Post by Snoredog » Sat Oct 18, 2008 10:57 pm

-SWS wrote: If Bev reduces to a fixed PS of 3 cm (the difference between IPAP and EPAP) then she may very well have a much easier time learning to breath on BiLevel. Wakeful anxiety/discomfort breathing can really make for an active IPAP peak while using autoSV, which can in turn make for one next-to-impossible transition from wake to sleep stage one.

Metaphor: learn to ride a gentle pony before you learn to ride a high-spirited horse.
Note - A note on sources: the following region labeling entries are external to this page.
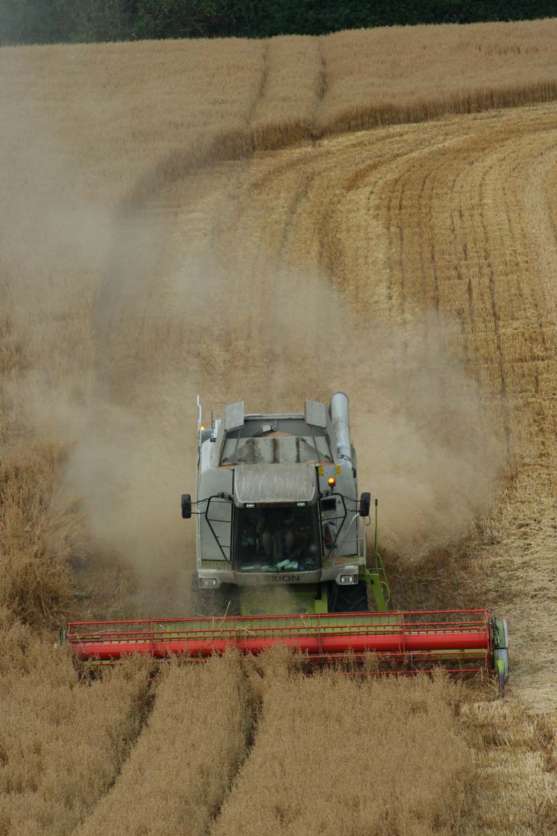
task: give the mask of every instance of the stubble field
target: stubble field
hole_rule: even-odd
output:
[[[0,833],[554,831],[554,30],[0,50]],[[81,681],[58,623],[187,612],[197,392],[337,389],[393,605],[505,615],[506,701]]]

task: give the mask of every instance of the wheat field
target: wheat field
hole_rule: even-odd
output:
[[[556,30],[0,49],[0,833],[554,832]],[[392,605],[504,615],[505,701],[76,670],[187,613],[195,395],[337,389]]]

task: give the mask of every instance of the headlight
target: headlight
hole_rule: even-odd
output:
[[[343,586],[347,584],[357,584],[357,574],[341,575],[339,581]]]

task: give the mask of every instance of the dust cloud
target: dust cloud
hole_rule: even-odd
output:
[[[120,562],[142,614],[165,599],[183,607],[195,535],[180,494],[195,492],[198,392],[218,415],[237,400],[301,411],[306,397],[346,391],[360,490],[379,500],[382,544],[405,559],[489,511],[501,453],[451,324],[357,315],[332,278],[254,269],[257,245],[241,258],[203,237],[185,247],[160,195],[109,211],[48,145],[29,153],[43,198],[23,190],[8,223],[6,334],[21,356],[4,394],[13,426],[63,456],[52,503],[78,507],[94,584],[96,564]]]

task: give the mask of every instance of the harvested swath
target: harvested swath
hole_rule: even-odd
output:
[[[211,836],[453,832],[472,762],[452,699],[443,679],[276,677]]]
[[[63,836],[128,755],[149,706],[147,666],[80,681],[67,652],[1,614],[0,831]]]
[[[554,714],[537,715],[512,701],[462,706],[459,724],[474,765],[474,814],[466,833],[554,833],[556,720]]]
[[[246,757],[246,681],[233,654],[163,672],[147,726],[114,788],[76,833],[200,836]]]

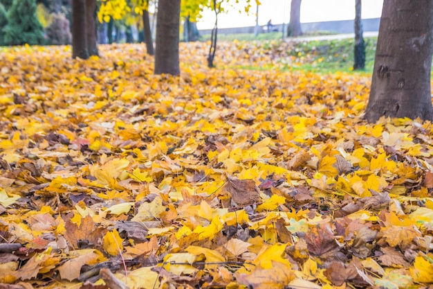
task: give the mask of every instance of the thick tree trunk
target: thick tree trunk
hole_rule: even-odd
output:
[[[147,54],[153,55],[155,54],[154,50],[154,40],[152,39],[152,32],[150,29],[150,20],[149,19],[149,11],[144,10],[142,14],[143,32],[145,33],[145,42]]]
[[[362,22],[361,17],[361,0],[356,0],[355,4],[355,63],[353,69],[365,68],[365,43],[362,37]]]
[[[385,0],[365,119],[433,120],[433,1]]]
[[[291,19],[288,22],[287,36],[301,36],[301,1],[302,0],[292,0],[291,2]]]
[[[95,19],[96,0],[86,0],[86,35],[87,50],[90,55],[98,55]]]
[[[86,37],[86,0],[72,1],[72,58],[89,58]]]
[[[178,76],[181,0],[159,0],[156,21],[155,74]]]

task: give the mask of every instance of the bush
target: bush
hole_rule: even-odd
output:
[[[3,30],[8,24],[8,16],[6,10],[2,3],[0,3],[0,45],[5,45],[3,39]]]
[[[44,30],[35,12],[35,0],[13,0],[8,10],[8,24],[4,28],[6,44],[44,44]]]
[[[13,0],[1,0],[1,3],[3,4],[6,11],[8,11],[10,6],[12,6],[12,1]]]
[[[46,28],[46,36],[49,44],[70,44],[72,35],[69,30],[69,20],[62,13],[51,14],[51,24]]]

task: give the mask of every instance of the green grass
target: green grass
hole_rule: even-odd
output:
[[[331,31],[313,31],[306,33],[304,36],[319,36],[329,35],[335,34]],[[266,41],[266,40],[278,40],[283,37],[282,32],[271,32],[269,33],[259,33],[255,36],[254,33],[237,33],[237,34],[218,34],[218,41],[233,41],[234,40],[239,41]],[[288,39],[288,37],[285,37]],[[210,34],[206,34],[200,36],[199,41],[206,42],[210,40]]]
[[[357,73],[371,73],[374,65],[374,54],[377,37],[365,40],[365,69]],[[312,72],[352,72],[353,65],[354,40],[322,40],[298,42],[290,55],[300,59],[297,67],[287,67],[288,70],[304,70]],[[302,61],[307,59],[308,61]]]

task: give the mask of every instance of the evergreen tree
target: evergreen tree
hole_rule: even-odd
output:
[[[1,0],[1,4],[3,4],[6,11],[8,11],[10,6],[12,6],[12,1],[13,0]]]
[[[0,3],[0,45],[5,45],[3,30],[8,24],[8,17],[6,10],[2,3]]]
[[[44,43],[44,30],[35,12],[35,0],[13,0],[8,10],[8,25],[4,28],[4,40],[7,44]]]

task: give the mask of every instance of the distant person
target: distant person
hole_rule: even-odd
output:
[[[266,24],[268,33],[272,32],[273,27],[274,26],[272,24],[272,19],[269,19],[269,21],[268,21],[268,24]]]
Once autoSV's fluctuating IPAP peak is no longer perceived as disconcerting while awake, then IPAP peak should actually settle down for lack of that wakeful anxiety breathing. That in and of itself should make the transition into stage one much more manageable. Once asleep, SV can then go about straightening out those peak flow amplitudes, which may help with sleep architecture, Bev. But you first have to learn how to make a comfortable transition from wake to stage one: desensitize to BiLevel first.
My guess:

Those were simply sleep onset artifacts causing the IPAP working pressure to rise from Minimum set. IF IPAP Min is moved up for more pressure support that may make it more comfortable for her. Think she was at IPAP Min=11 and EPAP=9 when she restarted, that is only 2 cm PS, darn near CPAP

If she moved IPAP Min up by 3-4 cm that should make it more comfortable for her. I suspect when she finally does relax just before entering Stage 1 that she forgets to breathe OR is shallow breathing (about same place that hypnic jerks also happen). This causes most machines to go buzzerk. I think that machine has a Ramp setting, wonder if you enable that if it wouldn't settle that down.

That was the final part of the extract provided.